A challenge for association studies in environmental statistics is that we cannot directly measure the exposure at every location where there is outcome data. Modern Geographic Information System (GIS) technology makes it feasible to sample environmental exposures and then to predict exposures at unmonitored locations using a statistical model such as universal kriging that exploits dependence on GIS covariates and incorporates spatial smoothing (Cressie, 1993
). The overall strategy is to use predicted exposures in place of the true exposures at locations with outcome data in order to estimate the parameter of interest in a regression model. The problem that we address in this paper is how to ensure valid inference in light of the resulting measurement error.
An example application in environmental epidemiology is evaluating the relationship between exposure to ambient air pollution and adverse health outcomes. Many studies have documented adverse effects of air pollution e.g. (Dockery and others, 1993; Samet2000; Pope2002), and recent studies emphasize the importance of using predicted individual air pollution exposures to account for spatial variability within urban areas (Jerrett and others, 2005b; Kunzli2005; Gryparis2007; Szpiro2009). Other environmental applications that do not involve human health effects are analogous from a statistical perspective. An example that we will return to later in this paper involves assessing the relationship between stream water quality and nearby watershed land cover (Madsen and others, 2008; Herlihy1998).
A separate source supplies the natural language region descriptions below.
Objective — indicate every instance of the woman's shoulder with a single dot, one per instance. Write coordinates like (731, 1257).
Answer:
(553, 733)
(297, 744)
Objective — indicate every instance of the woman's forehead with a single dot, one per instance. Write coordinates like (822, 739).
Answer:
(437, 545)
Various methods have been employed for predicting exposures, including nearest neighbor interpolation (Miller and others, 2007), regression based on GIS covariates (Brauer and others, 2003; Jerrett2005a), interpolation by a geostatistical method such as kriging (Jerrett and others, 2005b; Kunzli2005), and semi-parametric smoothing (Gryparis and others, 2007; Kunzli2005). All these methods result in measurement error that does not fit into the standard categories of classical or Berkson error (Carroll and others, 2006). In this paper, we focus on universal kriging.
Kim and others (2009) have shown that using predicted exposures from kriging performs better than nearest neighbor interpolation but significant errors may remain resulting in confidence intervals that do not provide correct coverage. Gryparis and others (2009) review the relevant measurement error literature and compare several correction strategies in a simulation study, and Madsen and others (2008) apply a version of the parametric bootstrap to obtain corrected standard errors (SEs).
The parametric bootstrap is effective, but it is computationally intensive since it requires solving a nonlinear optimization problem to estimate the exposure model parameters in each bootstrap sample. For a universal kriging exposure model with 450 monitors (as in the examples considered here), each nonlinear optimization takes 30–60 s on an Intel Xeon processor running at 2.33 GHz, so a parametric bootstrap with only 100 samples would take approximately 1 h. This is uncomfortably long for routine usage, but it is feasible if the bootstrap is employed judiciously. If we consider, instead, a more complex spatiotemporal model of the kind being used in modern air pollution studies (Szpiro and others, 2010), the time required for a single optimization is an hour or more, so a full parametric bootstrap is essentially impractical unless its use is restricted to a very limited number of definitive analyses.
We describe a new method termed the “parameter bootstrap” that is a less computationally demanding approximation to the parametric bootstrap. The parameter bootstrap is consistent with a decomposition of the measurement error into 2 approximately independent components, one of which is similar to Berkson error (“Berkson-like”) and the other of which is similar to classical measurement error (“classical-like”). We develop our methodology in a setting where we use universal kriging to predict the exposure and where we model the association of interest with linear regression, including the possibility of spatially correlated residuals. The methodology extends easily to more complex spatiotemporal exposure models that generalize universal kriging (Banerjee and others, 2004), (Szpiro and others, 2010).
In Section 2, we introduce notation and formally set out the problem. In Section 3, we characterize the measurement error by decomposing it into Berkson-like and classical-like components, and in Section 4, we define the parametric and parameter bootstraps and briefly review 2 alternative strategies that have been proposed in recently published papers. In Section 5, we illustrate our methodology in a simulation study and compare it to other methods, and in Section 6, we consider an example with publicly available stream data from the Environmental Protection Agency (EPA). We conclude in Section 7 with a discussion.